You can bet that Microsoft has plenty of antivirus software on its network, and I think it's safe to assume the company uses both server-based and desktop-based antivirus technology. As you know, server-based antivirus solutions filter various contents (e.g., Web, email, Network News Transfer Protocol—NNTP—news, and Word documents) as they enter areas of the network; desktop-based antivirus solutions typically scan content only on the particular system where you've installed the antivirus software. The two types work in tandem to create a more effective solution: If malicious code makes it past the server-based scanners for some reason, the desktop scanners can detect and stop it.

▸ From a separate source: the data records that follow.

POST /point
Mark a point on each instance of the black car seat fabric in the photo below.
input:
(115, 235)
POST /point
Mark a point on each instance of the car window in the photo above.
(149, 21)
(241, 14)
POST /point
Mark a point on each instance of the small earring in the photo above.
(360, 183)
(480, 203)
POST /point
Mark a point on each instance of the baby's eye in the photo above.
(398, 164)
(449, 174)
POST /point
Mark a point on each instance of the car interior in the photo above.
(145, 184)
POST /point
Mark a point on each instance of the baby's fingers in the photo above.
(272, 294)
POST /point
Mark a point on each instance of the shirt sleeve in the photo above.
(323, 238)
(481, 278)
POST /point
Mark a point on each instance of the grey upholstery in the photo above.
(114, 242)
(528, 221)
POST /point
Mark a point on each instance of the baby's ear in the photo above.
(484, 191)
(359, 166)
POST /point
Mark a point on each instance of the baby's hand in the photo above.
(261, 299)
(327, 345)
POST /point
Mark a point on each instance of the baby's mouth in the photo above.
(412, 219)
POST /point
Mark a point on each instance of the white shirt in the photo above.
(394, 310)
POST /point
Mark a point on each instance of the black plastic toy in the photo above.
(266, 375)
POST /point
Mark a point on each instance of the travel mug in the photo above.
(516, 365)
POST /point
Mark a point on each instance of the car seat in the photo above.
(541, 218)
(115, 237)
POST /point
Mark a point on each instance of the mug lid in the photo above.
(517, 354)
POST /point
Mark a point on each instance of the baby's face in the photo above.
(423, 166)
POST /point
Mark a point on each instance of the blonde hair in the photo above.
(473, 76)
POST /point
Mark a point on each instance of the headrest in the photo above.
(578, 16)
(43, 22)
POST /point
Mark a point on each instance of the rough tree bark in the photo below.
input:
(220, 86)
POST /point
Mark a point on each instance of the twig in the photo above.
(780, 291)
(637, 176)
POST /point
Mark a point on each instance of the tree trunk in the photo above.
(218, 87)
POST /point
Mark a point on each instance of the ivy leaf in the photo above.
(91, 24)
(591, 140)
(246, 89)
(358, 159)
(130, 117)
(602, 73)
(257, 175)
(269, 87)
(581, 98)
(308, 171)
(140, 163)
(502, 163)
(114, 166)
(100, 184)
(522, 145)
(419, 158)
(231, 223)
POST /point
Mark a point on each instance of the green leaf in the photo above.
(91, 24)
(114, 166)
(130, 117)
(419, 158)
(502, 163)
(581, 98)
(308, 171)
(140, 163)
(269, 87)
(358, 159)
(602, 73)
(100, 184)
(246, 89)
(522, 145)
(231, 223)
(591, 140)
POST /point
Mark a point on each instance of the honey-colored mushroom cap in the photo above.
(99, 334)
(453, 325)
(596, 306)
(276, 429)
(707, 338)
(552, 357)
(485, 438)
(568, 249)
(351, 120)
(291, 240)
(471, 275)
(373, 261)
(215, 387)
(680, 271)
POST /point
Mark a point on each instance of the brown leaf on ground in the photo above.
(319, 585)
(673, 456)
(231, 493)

All the reports I've read state that the Trojan probably entered Microsoft's network on the back of an inconspicuous document. So, if desktop-based antivirus software was installed on the workstation where the Trojan-infected document was first opened, either it wasn't running at the time, or it had out-of-date antivirus signature files that rendered it incapable of detecting the QAZ Trojan. Either way, it's a very poor practice, as evidenced by the break-in.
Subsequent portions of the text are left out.